= Donald Duff (geologist) =

Scottish geologist and academic author

Peter McLaren Donald Duff FRSE FGS (1927–1998) was a Scottish geologist and academic author.

==Life==
Duff was born in Edinburgh the son of the personnel officer to the London & North Eastern Railway. His early life was unsettled due to his father’s frequent job-related relocations. He eventually settled and his first fixed school was Edinburgh High School. A neighbour, Mary Noble FRSE, a plant pathologist, encouraged an interest in plants and agriculture, and on this basis, he entered the University of Edinburgh in 1944. However, he was called up to serve (in the Fleet Air Arm) soon thereafter and not demobbed until 1947. On his return to the University of Edinburgh, he instead decided to study geology, under Professor Arthur Holmes, graduating with a BSc in 1951. Holmes encouraged him to undertake a Ph.D., beginning by remapping Ben Hiant near Ardnamurchan. However, it was hard to surpass the original survey work by James Ernest Richey FRSE and Duff abandoned the project. He did, however, fall in love with Ardnamurchan and bought a house there.

After his doctorate, Duff immediately obtained a post mapping with the British Geological Survey being tasked with mapping the coalfields of Nottinghamshire and Derbyshire.

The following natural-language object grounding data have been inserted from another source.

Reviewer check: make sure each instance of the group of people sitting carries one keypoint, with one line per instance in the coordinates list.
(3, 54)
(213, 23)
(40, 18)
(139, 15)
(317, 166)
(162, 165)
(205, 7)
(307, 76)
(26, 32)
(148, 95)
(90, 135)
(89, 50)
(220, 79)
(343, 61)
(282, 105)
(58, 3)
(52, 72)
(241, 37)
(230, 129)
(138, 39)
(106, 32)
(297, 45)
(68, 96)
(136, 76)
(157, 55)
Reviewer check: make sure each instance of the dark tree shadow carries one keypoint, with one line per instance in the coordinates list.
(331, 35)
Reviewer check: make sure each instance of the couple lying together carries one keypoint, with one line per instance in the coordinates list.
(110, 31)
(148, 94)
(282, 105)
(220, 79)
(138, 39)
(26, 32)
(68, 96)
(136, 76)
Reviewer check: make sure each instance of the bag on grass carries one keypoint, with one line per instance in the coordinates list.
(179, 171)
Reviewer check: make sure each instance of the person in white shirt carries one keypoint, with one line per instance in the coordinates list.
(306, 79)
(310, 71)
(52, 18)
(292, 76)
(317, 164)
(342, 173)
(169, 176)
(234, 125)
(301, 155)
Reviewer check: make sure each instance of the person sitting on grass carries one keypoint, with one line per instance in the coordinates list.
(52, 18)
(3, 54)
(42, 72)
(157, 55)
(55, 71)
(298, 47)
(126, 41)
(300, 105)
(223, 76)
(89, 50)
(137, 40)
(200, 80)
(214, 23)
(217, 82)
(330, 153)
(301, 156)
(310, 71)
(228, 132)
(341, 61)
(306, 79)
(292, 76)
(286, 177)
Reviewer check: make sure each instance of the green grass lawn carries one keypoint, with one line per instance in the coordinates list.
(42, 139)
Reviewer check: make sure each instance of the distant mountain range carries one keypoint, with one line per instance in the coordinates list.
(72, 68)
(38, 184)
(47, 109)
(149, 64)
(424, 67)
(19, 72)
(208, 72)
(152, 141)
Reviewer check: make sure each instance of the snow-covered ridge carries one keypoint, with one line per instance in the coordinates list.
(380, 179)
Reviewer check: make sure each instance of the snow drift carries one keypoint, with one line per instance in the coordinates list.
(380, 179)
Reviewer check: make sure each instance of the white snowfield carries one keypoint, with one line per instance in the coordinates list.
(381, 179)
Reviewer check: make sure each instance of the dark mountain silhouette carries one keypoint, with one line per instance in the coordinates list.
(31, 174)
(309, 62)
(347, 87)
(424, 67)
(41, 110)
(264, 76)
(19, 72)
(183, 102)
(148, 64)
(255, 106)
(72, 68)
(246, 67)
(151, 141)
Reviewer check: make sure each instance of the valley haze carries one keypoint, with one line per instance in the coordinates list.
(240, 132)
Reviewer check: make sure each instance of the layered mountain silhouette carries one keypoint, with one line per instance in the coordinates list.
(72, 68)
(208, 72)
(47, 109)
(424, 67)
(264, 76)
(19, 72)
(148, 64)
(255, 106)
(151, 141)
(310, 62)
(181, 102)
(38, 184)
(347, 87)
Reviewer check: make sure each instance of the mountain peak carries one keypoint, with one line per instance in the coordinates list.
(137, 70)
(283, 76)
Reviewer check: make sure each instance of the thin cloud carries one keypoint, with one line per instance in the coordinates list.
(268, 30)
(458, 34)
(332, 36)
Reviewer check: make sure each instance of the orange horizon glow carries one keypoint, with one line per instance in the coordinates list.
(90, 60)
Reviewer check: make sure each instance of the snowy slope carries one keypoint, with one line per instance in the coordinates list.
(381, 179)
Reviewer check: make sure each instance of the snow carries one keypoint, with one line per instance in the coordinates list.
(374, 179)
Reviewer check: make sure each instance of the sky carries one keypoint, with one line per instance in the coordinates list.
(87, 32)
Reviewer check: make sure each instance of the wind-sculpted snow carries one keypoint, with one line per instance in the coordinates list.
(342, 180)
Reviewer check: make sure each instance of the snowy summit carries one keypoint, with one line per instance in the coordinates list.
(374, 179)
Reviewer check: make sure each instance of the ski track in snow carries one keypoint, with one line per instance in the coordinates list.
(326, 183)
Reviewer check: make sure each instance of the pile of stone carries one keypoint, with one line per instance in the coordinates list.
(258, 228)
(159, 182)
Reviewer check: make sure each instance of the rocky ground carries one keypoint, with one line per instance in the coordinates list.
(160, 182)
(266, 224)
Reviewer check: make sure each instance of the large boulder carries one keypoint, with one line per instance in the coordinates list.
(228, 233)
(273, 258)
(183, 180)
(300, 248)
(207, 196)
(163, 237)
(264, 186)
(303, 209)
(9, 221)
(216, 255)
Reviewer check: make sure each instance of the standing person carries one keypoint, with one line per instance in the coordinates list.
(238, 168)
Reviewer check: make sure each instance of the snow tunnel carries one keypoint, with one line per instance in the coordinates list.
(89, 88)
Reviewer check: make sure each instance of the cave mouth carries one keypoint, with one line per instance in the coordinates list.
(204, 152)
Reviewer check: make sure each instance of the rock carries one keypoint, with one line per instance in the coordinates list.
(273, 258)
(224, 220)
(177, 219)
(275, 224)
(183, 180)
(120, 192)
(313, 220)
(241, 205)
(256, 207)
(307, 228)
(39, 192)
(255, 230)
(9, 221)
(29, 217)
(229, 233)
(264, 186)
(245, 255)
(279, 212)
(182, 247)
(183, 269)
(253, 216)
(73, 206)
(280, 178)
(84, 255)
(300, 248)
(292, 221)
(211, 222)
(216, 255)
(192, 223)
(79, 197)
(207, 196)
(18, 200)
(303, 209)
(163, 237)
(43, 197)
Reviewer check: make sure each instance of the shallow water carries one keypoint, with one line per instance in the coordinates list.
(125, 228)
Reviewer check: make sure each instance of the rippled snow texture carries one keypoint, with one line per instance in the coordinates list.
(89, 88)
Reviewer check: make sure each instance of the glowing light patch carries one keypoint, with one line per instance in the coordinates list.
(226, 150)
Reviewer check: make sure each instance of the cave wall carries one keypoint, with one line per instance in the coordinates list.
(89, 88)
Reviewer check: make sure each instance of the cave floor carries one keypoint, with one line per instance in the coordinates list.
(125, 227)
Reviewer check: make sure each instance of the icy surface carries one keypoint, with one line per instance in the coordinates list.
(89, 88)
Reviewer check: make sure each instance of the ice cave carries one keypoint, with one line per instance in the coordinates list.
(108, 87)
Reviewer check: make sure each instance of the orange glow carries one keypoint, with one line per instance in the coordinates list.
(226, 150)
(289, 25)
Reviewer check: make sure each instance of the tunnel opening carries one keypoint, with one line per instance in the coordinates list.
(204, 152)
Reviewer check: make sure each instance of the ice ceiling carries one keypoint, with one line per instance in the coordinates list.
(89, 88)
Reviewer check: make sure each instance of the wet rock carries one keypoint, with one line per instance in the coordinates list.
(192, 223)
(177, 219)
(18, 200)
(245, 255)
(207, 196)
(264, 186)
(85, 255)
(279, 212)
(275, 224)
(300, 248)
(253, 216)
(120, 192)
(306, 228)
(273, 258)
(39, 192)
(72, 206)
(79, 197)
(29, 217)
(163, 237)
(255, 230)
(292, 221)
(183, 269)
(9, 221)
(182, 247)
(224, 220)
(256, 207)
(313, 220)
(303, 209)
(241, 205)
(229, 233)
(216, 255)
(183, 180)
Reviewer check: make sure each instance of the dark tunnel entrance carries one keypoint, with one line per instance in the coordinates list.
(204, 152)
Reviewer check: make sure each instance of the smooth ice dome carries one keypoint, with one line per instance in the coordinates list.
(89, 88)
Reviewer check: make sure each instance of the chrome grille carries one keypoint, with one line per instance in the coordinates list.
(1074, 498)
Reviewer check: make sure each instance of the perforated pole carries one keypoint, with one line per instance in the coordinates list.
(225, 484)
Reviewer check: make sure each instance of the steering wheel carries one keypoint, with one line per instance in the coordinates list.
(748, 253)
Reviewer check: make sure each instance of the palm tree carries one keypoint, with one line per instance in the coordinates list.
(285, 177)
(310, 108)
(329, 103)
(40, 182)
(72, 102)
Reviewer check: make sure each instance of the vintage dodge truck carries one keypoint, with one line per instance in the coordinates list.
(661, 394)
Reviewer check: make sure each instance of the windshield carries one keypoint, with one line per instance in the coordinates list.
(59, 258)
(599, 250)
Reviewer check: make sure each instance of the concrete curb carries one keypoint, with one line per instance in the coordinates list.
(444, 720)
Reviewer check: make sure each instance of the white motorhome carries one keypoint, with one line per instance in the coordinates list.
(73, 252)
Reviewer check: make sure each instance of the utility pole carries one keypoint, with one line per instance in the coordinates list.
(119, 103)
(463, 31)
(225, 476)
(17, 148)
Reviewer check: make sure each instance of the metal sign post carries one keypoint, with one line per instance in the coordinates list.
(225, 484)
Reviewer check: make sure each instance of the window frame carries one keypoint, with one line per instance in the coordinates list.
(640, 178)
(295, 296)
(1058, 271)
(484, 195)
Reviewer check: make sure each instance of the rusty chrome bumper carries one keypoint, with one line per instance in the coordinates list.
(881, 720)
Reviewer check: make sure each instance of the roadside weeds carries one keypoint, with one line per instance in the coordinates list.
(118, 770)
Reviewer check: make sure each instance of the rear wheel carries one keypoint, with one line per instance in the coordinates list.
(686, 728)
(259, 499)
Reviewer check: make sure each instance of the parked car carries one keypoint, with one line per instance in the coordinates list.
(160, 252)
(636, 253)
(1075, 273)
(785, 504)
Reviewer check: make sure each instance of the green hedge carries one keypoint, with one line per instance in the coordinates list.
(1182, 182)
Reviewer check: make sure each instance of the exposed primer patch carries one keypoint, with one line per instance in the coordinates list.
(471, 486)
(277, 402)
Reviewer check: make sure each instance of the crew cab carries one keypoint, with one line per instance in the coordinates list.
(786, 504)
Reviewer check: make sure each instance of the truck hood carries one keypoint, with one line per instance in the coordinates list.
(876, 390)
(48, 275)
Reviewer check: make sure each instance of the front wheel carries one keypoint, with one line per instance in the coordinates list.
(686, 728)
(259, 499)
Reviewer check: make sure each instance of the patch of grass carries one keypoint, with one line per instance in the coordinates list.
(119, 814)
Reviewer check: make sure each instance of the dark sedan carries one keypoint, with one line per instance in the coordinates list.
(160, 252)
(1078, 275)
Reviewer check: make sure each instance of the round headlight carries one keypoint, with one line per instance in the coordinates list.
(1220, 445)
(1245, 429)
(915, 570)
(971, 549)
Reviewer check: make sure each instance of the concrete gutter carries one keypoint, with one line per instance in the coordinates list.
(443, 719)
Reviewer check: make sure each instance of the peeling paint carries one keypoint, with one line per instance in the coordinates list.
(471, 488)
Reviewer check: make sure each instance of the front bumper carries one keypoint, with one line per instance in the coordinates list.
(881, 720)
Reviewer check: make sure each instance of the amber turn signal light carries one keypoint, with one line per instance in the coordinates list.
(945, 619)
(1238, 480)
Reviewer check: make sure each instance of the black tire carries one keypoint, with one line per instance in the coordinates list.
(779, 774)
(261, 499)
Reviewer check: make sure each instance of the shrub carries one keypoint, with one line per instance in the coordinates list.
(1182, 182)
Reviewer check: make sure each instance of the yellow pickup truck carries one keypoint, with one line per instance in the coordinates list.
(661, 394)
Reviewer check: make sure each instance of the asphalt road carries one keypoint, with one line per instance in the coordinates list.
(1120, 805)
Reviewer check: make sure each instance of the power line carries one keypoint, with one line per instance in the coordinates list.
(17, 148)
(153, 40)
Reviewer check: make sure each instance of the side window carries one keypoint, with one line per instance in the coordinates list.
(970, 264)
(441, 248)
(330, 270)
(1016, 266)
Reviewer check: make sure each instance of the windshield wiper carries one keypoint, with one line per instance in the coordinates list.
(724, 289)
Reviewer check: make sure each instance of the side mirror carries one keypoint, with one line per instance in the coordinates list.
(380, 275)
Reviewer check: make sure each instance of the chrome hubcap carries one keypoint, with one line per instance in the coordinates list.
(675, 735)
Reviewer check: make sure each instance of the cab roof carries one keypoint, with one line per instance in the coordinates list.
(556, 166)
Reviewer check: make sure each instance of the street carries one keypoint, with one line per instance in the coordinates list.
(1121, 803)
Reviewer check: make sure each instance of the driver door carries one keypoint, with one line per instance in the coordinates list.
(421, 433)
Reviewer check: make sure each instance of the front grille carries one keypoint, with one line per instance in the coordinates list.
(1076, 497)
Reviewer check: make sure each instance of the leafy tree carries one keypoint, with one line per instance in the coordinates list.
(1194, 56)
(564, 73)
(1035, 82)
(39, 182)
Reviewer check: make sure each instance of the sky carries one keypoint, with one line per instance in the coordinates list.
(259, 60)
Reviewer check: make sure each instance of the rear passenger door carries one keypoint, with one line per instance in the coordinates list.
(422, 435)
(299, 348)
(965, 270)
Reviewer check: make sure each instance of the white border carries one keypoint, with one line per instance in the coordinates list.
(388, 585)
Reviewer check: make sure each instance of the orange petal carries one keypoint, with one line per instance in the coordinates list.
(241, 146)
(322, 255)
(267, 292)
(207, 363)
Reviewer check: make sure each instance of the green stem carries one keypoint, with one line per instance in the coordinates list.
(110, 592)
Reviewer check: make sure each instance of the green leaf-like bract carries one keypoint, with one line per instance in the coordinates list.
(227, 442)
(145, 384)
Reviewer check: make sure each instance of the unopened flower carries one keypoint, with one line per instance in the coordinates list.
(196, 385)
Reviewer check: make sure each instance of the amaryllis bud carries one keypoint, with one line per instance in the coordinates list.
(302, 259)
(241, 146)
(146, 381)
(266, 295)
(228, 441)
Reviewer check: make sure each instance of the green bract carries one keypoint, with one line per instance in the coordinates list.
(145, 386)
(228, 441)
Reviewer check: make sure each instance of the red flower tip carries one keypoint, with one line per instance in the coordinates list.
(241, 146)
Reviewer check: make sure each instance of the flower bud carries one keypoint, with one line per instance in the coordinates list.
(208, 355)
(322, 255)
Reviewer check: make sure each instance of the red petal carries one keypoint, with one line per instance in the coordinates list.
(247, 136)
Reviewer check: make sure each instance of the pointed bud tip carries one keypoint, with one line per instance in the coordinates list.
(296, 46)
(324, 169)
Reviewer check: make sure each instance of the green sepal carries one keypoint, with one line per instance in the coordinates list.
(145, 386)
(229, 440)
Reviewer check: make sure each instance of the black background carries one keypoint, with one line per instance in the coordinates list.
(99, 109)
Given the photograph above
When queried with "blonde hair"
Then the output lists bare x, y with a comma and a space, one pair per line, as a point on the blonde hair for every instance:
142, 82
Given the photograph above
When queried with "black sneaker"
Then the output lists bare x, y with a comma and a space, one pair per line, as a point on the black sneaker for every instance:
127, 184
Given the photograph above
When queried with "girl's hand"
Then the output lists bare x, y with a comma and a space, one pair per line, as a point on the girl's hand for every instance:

In 1954 Duff was offered a post as lecturer in economic geology at the University of Edinburgh. He rose to Senior Lecturer and Associate Dean of the Faculty of Science. In 1965 he took a sabbatical to research the coalfields of New South Wales in Australia for the University of Sydney. He left the University of Edinburgh in 1974 to take a post as Professor of Applied Geology at the University of Strathclyde. At the University he was also Dean of the School of Civil Engineering. In 1982 he left academia to take on the role of Chief Coal Review Geologist to BP.

In 1974 Duff was elected a Fellow of the Royal Society of Edinburgh. His proposers were Gordon Y Craig, E Kendall Walton, Sir Frederick H Stewart and Charles Waterston.

In the period 1974 to 1982 Duff used his summer vacations as a consulting geologist in British Columbia. This required worldwide travel in search of fuel supplies. He was a member of the Athenaeum Club, London and the New Club, Edinburgh.

Duff had several health issues including having a disc removed in 1946 which ended his sporting life. He had a sextuple heart bypass in 1985 and retired in 1987. He died of cancer in Edinburgh on 23 March 1998.

==Publications==
Duff was editor of the Geological Journal and also contributed to the Scottish Journal of Geology and Applied Earth Science. Other works include:

- Cyclic Sedimentation (1967) with E K Walton
- Geology of the Lothians and South East Scotland (1976)
- Geology of England and Wales (1992)

==Family==
Duff was married to Jean in 1952 and had three children, Peter, Alistair, and Jennifer.